Identify observatory name
using AI
Below is a free classifier to identify observatory name. Just upload your image, and our AI will predict what celestial object it is - in just seconds.
Contact us for API access
Or, use Nyckel to build highly-accurate custom classifiers in just minutes. No PhD required.
Get started
import nyckel
credentials = nyckel.Credentials("YOUR_CLIENT_ID", "YOUR_CLIENT_SECRET")
nyckel.invoke("observatory-name", "your_image_url", credentials)
fetch('https://www.nyckel.com/v1/functions/observatory-name/invoke', {
method: 'POST',
headers: {
'Authorization': 'Bearer ' + 'YOUR_BEARER_TOKEN',
'Content-Type': 'application/json',
},
body: JSON.stringify(
{"data": "your_image_url"}
)
})
.then(response => response.json())
.then(data => console.log(data));
curl -X POST \
-H "Content-Type: application/json" \
-H "Authorization: Bearer YOUR_BEARER_TOKEN" \
-d '{"data": "your_image_url"}' \
https://www.nyckel.com/v1/functions/observatory-name/invoke
How this classifier works
To start, upload your image. Our AI tool will then predict what celestial object it is.
This pretrained image model uses a Nyckel-created dataset and has 30 labels, including Apache Point, Arecibo, Carnegie, Chile, Dm, Farnham, Gemini, Green Bank, Hst and Irvine.
We'll also show a confidence score (the higher the number, the more confident the AI model is around what celestial object it is).

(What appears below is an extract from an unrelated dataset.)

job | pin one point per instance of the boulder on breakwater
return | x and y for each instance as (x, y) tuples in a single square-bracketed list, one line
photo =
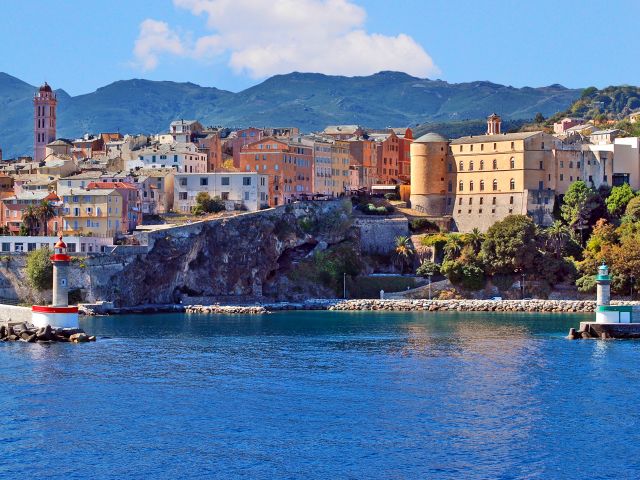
[(30, 334)]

Whether you're just curious or building observatory name detection into your application, we hope our classifier proves helpful.
Recommended Classifiers
Need to identify observatory name at scale?
Get API or Zapier access to this classifier for free. It's perfect for:
- Astronomical Event Detection: This function can help classify images from observatories to identify and confirm astronomical events such as supernovae, asteroids, or transient phenomena. By accurately distinguishing genuine events from false positives, researchers can focus their efforts on the most relevant observations.
- Satellite Image Analysis: The function can be applied in analyzing satellite imagery to filter out false detections of land cover changes or natural disasters. This ensures that environmental monitoring projects utilize reliable data for assessing deforestation, urban expansion, and climate change impacts.
- Telescope Autonomy: In automated telescopes, this classification function can enhance the system's ability to accurately target and capture celestial objects by distinguishing between real astronomical bodies and noise. This boosts the efficiency and effectiveness of data collection processes.
- Space Debris Tracking: The function can be employed to differentiate between actual space debris and transient noise in surveillance images. This is crucial for maintaining safe operations in orbit and for planning debris removal missions without redundantly processing false alarms.
- Astronomical Survey Optimization: During large-scale astronomical surveys, this classification capability can streamline data processing by filtering images before human analysis. It allows astronomers to prioritize their review of significant findings rather than sifting through numerous false classifications.
- Education and Public Outreach: The function can be integrated into educational tools and platforms to accurately engage and inform the public about observations in space. By presenting validated and reliable results, potential misconceptions can be reduced, promoting better understanding and interest in astronomy.
- Research Collaboration Support: For collaborative research efforts among multiple observatories, this classification function can standardize the identification process, ensuring that all participants are working with reliable images. Consistency across datasets enhances collaboration on joint projects and scientific publications.